Demikian kisah Jalaluddin Rumi, seorang sufi dari Persia. Apa
hikmahnya? Dalam cerita itu Rumi memberikan pelajaran bahwa kita yang hidup di
dunia ini ibarat musafir yang berjalan dari satu tempat ke tempat lain.
Bukankah kita berasal dari alam dzar, alam sebelum ruh kita ditiupkan ke rahim
ibu, dan kita berada dalam alam rahim; kemudian lahir ke dunia (dunya) dan kita
pun wafat. Lalu masuk ke dalam kubur atau alam malakut (alam pembatas antara
dunia dan akhirat ) dan di sana kita menunggu hingga kelak ke
akhirat—“sesungguhnya kamu akan melampaui tahap demi tahap (tangga demi
tangga)” (QS Al-Insyiqaq : 19).
Ya, manusia di dunia ini adalah musafir yang banyak menemukan cerita
lucu dan menyenangkan hati. Kita sebenarnya adalah musafir yang bergaul dengan
penjahit yang banyak menghabiskan waktu dengan berbagai tipuannya. Penjahit
yang menipu itu bernama cinta dunia (hubbuddunya). Bukankah kita ingin memiliki
uang yang banyak dan tempat tinggal yang mewah? Bukankah kita merasakan
nikmatnya ketika memakan makanan yang enak-enak; atau merasa bangga ketika
jabatan sosial kita melebihi tetangga? Itulah bentuk dari ketidaksadaran
orang-orang yang di-ninabobo-kan dan dimabukkan dunia.
Buktinya, kini banyak orang-orang yang hanya sibuk mengumpulkan harta
dan memperkuat jabatannya. Atau mereka yang mengukur segala sesuatunya dari
aspek materi dan hal-hal yang nampak semata. Mereka tidak pernah sadar bahwa
perjalanan hidup ini tidak hanya di dunia saja. Mereka sering lupa akan alam
akhirat yang lebih luas dan lebih nyata dari dunia. Mereka jahil atas
pengetahuan yang sempurna karena terhalangi dengan berbagai kesenangan dan keasyikannya di dunia. Inilah
watak manusia yang tidak seimbang. Manusia yang hanya berpikir satu arah (one
dimensional man) dan mengabaikan hal-hal yang ada di luar dunianya.
Ya, kita harus introspeksi apakah berwatak seperti demikian? Dan kita
harus menyadari bahwa keberadaan manusia di dunia kian lama manusia kian
bertambah. Tambah usia tambah pengalaman. Tapi juga kian banyak yang berkurang.
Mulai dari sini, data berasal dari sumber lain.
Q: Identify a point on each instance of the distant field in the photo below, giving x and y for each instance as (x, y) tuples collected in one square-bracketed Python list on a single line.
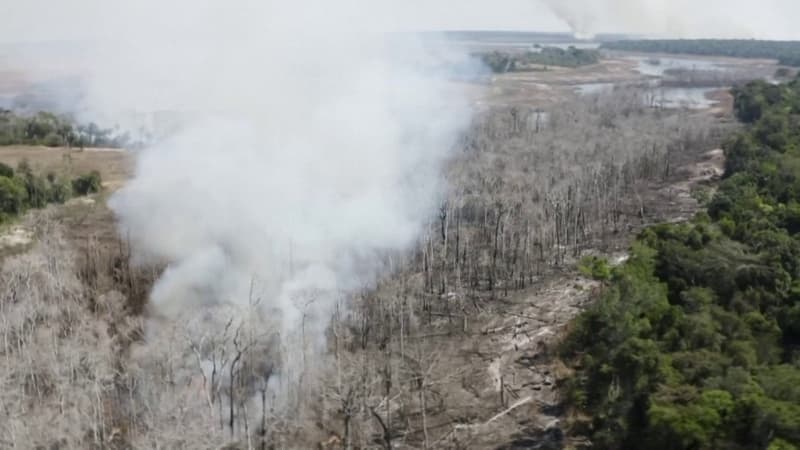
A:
[(114, 165), (785, 52)]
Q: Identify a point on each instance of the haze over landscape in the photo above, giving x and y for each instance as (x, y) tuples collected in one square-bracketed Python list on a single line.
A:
[(357, 224)]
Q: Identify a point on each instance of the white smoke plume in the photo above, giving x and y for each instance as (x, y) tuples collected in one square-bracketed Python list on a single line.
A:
[(768, 19), (304, 144)]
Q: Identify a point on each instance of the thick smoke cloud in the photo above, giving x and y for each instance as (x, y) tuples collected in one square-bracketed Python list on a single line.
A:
[(768, 19), (302, 147)]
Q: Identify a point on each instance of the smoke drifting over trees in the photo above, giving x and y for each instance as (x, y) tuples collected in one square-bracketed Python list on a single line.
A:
[(679, 18), (303, 153)]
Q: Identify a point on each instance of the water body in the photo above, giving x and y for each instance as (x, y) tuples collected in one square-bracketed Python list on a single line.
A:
[(665, 97), (654, 66)]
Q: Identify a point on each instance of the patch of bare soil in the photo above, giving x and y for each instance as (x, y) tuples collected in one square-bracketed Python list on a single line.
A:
[(114, 165)]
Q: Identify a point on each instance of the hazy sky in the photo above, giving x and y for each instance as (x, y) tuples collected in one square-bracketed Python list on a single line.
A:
[(35, 20)]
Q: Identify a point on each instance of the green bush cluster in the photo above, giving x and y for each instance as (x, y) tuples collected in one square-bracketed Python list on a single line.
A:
[(501, 62), (695, 341), (786, 52), (22, 189), (52, 130)]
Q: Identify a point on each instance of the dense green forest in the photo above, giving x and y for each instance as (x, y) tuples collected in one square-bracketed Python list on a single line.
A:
[(694, 343), (786, 52), (22, 189), (54, 131), (502, 62)]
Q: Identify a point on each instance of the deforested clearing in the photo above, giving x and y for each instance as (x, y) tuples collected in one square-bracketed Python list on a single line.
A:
[(310, 238)]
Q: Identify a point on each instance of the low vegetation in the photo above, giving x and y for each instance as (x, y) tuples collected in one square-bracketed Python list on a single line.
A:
[(502, 62), (22, 189), (786, 52), (52, 130), (694, 343)]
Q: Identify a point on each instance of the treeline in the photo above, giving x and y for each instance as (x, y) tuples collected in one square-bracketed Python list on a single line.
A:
[(786, 52), (502, 62), (52, 130), (22, 189), (695, 342)]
Bukankah kian tua mata kita mulai rabun dan remang-remang. Makin tua telinga
makin kurang ketajamannya. Makin tua kulit tidak kencang dan malah
keriput.Rambut kita kian tua berubah warna. Bahkan kecantikan dan ketampanan
pun berubah hingga tidak menarik lagi. Dan tanpa terasa hari ke hari berganti
pekan; pekan ke pekan berganti bulan; bulan ke bulan berganti tahun dan tahun
ke tahun berganti abad. Akhirnya dari waktu ke waktu, jam ke jam, detik demi
detik, sampailah pada batas hidup di dunia yang ditandai dengan mati. Kemudian dikubur dan dilupakan. Beruntunglah kalau punya keturunan saleh yang mendoakannya. Beruntung pula yang punya amal sosial yang pahalanya mengalir. Beruntung mereka yang memberikan pengajaran agama dan dijalankan illmu yang dapatkannya itu. Pasti yang mengajarinya itu akan dapat pula dari perilaku ibadah dari setiap murid yang diajarinya. Setiap kebaikan yang dilakukan di dunia pasti akan berbuah pahala nanti di akhirat. Kita sadar dan banyaklah ibadah serta lakukan kebaikan karena batas hidup ini tidak dapat ditentukan oleh manusia; hanya Allah saja yang mengetahuinya.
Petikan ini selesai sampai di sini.